A population-based disease progression model was developed using pooled placebo and bapineuzumab data from two phase-3 studies in ε4 noncarrier and carrier Alzheimer's disease (AD) patients.
A beta regression model with the Richard's function as the structural component best described ADAS-cog/11 disease progression for mild-to-moderate AD population. This analysis confirmed no effect of bapineuzumab exposure on ADAS-cog/11 progression rate, consistent with the lack of clinical efficacy observed in the statistical analysis of ADAS-cog/11 data in both studies. Assessment of covariates affecting baseline severity revealed that men had a 6% lower baseline ADAS-cog/11 score than women; patients who took two AD concomitant medications had a 19% higher (worse) baseline score; ε4 noncarriers had a 5% lower baseline score; and patients who had AD for a longer duration had a higher baseline score. Furthermore, shorter AD duration, younger age, ε4 carrier status, and use of two AD concomitant medications were associated with faster disease progression rates. Patients who had an ADAS-cog/11 score progression rate that was not statistically significantly different from 0 typically took no AD concomitant medications.

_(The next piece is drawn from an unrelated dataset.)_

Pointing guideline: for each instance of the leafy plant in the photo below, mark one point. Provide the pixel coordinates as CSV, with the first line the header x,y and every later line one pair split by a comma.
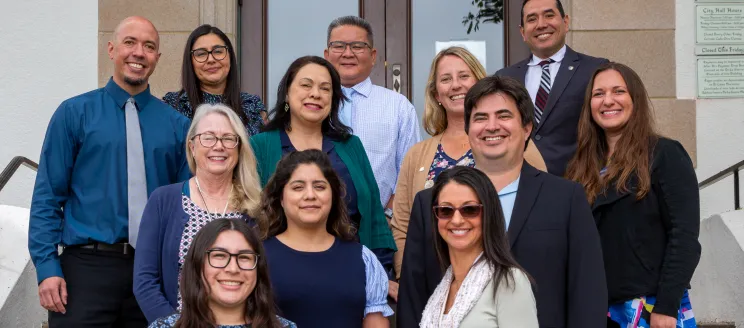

The beta regression model is a sensible modeling approach to characterize cognitive decline in AD patients. The influence of bapineuzumab exposure on disease progression measured by ADAS-cog/11 was not significant.
ClinicalTrials.gov identifier: NCT00575055 and NCT00574132.
本研究的目的是评估巴匹兹umab治疗后疾病进展的纵向变化(通过阿尔茨海默病评估量表认知11项[ADAS-cog/11]量表测量),并确定导致疾病进展率和基线疾病状态变异性的协变量(人口统计学或基线特征)。
使用来自两项针对ε4非携带者和携带者阿尔茨海默病(AD)患者的3期研究的汇总安慰剂和巴匹兹umab数据,建立了基于人群的疾病进展模型。
以理查德函数作为结构成分的β回归模型最能描述轻度至中度AD人群的ADAS-cog/11疾病进展。该分析证实,巴匹兹umab暴露对ADAS-cog/11进展率没有影响,这与两项研究中ADAS-cog/11数据的统计分析中观察到的临床疗效缺乏一致。对影响基线严重程度的协变量的评估显示,男性的基线ADAS-cog/11评分比女性低6%;服用两种AD伴随药物的患者基线评分高19%(更差);ε4非携带者的基线评分低5%;AD病程较长的患者基线评分较高。此外,AD病程较短、年龄较轻、ε4携带者状态以及使用两种AD伴随药物与疾病进展速度较快相关。ADAS-cog/11评分进展率与0无统计学显著差异的患者通常未服用AD伴随药物。
β回归模型是表征AD患者认知衰退的合理建模方法。巴匹兹umab暴露对ADAS-cog/11测量的疾病进展的影响不显著。
ClinicalTrials.gov标识符:NCT00575055和NCT00574132。